Paper No. 2-7
Presentation Time: 10:20 AM
40AR/39AR K-FELDSPAR THERMOCHRONOLOGY RESULTS FROM THE SOUTHERN LAKE SUPERIOR REGION: REHEATING AND STABILIZATION OF PROTEROZOIC LITHOSPHERE RELATED TO LATE PROTEROZOIC MAGMATIC UNDERPLATING
Recent reconstructions of intermediate-temperature thermal histories of Archean portions of the southern Canadian Shield suggest some amount of prolonged mid-crustal residence followed by significant (>5 km) exhumation at or after ca. 1000 Ma interpreted to be caused by crustal thickening and isostatic uplift due to Midcontinent Rift System (MRS) magmatic underplating (McDannell et al., 2018).
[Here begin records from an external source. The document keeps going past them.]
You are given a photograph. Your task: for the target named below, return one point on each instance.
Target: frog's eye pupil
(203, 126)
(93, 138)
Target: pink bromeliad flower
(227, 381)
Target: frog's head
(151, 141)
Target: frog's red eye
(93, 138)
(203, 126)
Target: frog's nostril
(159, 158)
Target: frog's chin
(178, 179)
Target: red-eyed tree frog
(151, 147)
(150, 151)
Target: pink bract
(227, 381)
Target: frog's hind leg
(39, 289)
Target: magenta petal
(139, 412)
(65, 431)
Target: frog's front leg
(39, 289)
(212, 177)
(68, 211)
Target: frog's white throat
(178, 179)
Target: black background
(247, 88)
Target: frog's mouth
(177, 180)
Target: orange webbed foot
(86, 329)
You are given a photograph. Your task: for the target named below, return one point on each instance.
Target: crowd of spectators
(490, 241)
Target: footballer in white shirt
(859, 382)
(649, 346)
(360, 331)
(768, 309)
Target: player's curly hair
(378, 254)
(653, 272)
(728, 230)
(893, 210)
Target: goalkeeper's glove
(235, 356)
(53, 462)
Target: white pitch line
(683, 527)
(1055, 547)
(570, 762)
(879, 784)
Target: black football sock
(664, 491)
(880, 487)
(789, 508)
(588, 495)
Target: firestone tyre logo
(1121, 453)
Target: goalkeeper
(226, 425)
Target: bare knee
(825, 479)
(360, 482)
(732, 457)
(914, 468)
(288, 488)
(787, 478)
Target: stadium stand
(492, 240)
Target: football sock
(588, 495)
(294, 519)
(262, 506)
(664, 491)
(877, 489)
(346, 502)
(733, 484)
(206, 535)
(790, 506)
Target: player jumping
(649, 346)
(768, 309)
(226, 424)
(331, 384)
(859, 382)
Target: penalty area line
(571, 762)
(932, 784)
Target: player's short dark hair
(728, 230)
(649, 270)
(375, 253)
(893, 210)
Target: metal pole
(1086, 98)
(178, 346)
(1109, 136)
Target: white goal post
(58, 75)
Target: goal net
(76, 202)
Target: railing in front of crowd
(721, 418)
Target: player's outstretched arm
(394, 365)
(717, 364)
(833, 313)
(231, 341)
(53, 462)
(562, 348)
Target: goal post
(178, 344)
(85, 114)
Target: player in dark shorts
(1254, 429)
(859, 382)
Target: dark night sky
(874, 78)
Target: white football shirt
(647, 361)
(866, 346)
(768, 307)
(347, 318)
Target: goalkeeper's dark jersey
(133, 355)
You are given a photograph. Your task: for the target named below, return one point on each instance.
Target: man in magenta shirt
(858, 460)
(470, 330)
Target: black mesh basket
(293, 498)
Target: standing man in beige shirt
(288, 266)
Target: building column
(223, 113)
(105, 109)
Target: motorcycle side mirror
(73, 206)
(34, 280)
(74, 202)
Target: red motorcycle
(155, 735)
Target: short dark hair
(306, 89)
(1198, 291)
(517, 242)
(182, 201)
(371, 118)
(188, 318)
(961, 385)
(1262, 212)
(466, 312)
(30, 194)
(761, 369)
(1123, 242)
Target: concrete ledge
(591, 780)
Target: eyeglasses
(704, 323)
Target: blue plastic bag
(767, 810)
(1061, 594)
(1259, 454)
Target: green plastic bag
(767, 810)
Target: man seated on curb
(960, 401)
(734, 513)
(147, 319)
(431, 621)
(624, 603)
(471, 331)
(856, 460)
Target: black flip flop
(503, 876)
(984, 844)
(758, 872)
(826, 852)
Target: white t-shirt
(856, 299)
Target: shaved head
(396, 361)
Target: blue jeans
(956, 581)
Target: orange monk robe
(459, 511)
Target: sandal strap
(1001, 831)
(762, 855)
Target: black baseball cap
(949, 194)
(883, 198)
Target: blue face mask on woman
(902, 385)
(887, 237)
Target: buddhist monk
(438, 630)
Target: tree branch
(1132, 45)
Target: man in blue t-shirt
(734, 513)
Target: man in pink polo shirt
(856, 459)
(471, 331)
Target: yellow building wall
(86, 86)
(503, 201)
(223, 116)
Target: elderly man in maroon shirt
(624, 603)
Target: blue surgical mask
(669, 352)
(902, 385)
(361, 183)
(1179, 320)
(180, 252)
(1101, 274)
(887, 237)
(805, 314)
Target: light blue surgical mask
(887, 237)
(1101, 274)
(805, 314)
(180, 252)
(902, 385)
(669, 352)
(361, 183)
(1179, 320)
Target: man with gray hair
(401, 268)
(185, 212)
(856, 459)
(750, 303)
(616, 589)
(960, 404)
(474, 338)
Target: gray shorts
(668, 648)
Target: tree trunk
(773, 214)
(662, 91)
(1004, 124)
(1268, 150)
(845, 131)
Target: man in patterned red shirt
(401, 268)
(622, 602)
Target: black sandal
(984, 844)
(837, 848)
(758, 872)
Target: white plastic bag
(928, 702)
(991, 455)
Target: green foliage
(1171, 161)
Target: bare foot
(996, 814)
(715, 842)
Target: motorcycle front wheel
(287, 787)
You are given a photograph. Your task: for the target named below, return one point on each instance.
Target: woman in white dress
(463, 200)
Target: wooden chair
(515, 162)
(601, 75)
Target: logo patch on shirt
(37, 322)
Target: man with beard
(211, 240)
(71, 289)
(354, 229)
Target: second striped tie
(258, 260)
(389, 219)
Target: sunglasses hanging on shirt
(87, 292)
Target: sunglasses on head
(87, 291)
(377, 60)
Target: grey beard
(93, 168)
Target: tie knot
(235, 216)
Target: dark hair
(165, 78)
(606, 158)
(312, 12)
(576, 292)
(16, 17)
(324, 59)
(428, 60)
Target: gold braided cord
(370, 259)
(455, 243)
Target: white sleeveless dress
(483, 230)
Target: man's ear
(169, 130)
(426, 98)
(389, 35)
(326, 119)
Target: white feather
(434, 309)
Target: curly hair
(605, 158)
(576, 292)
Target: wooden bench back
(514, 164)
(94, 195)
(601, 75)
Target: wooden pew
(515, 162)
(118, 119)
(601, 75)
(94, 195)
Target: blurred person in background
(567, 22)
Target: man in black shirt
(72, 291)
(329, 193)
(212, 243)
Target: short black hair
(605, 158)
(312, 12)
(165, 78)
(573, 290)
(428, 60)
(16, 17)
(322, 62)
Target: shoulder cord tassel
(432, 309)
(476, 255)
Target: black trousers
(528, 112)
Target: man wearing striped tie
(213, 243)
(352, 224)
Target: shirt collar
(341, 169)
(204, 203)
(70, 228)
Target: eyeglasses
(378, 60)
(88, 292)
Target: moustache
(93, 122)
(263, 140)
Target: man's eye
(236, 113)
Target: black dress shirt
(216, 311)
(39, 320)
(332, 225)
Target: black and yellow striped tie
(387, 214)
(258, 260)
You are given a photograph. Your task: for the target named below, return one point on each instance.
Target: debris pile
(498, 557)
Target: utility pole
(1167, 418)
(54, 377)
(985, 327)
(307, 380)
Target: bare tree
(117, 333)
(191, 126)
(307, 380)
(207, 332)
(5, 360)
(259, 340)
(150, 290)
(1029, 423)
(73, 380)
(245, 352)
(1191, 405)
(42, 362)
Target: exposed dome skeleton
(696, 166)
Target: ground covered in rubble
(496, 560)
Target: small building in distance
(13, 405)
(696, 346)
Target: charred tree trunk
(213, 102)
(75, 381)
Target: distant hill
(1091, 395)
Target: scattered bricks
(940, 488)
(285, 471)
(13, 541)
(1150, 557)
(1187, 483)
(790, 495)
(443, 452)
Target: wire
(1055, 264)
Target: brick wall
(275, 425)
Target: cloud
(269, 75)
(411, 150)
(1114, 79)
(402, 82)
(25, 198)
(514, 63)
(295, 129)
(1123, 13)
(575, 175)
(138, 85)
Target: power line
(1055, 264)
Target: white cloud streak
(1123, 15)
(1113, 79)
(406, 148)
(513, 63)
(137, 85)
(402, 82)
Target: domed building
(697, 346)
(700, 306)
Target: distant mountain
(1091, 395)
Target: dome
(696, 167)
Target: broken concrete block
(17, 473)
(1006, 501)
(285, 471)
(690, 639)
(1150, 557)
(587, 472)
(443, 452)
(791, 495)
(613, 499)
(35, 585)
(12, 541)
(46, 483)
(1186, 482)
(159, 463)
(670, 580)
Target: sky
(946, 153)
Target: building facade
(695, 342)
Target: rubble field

Conventional 40Ar/39Ar microcline plateau ages of ca. 1000 and 900 Ma in Wisconsin suggest the 1900-1700 Ma accreted Paleoproterozoic terranes also finally cooled below 250 C at and after 1000 Ma. Additionally, new K-feldspar multi-diffusion domain (MDD) inverse thermal history modeling results from central and southern Wisconsin yield complex spectra signifying either slow cooling or resetting beginning ca. 1100 Ma. Although the currently exposed levels of both Archean and Proterozoic crust of the southern Canadian Shield yield similar intermediate-temperature cooling ages and thermal histories, geologic evidence indicates cooling of the Proterozoic province rocks to be related primarily to reheating of already shallow upper-crustal levels, not to cooling via exhumation of mid-crustal levels. Such evidence includes geon 14 supracrustal sedimentary rocks intruded by the shallow level Wolf River batholith, and the presence of MRS dike swarms. At ca. 1.0 Ga, magmatic underplating of already stabilized Archean Superior Province lithosphere to the north caused it to be ‘destabilized’ and to undergo widespread exhumation. In contrast, relatively young Proterozoic continental lithosphere of southern Laurentia was extensively underplated by mafic magmatism, which may have ultimately contributed to its stabilization.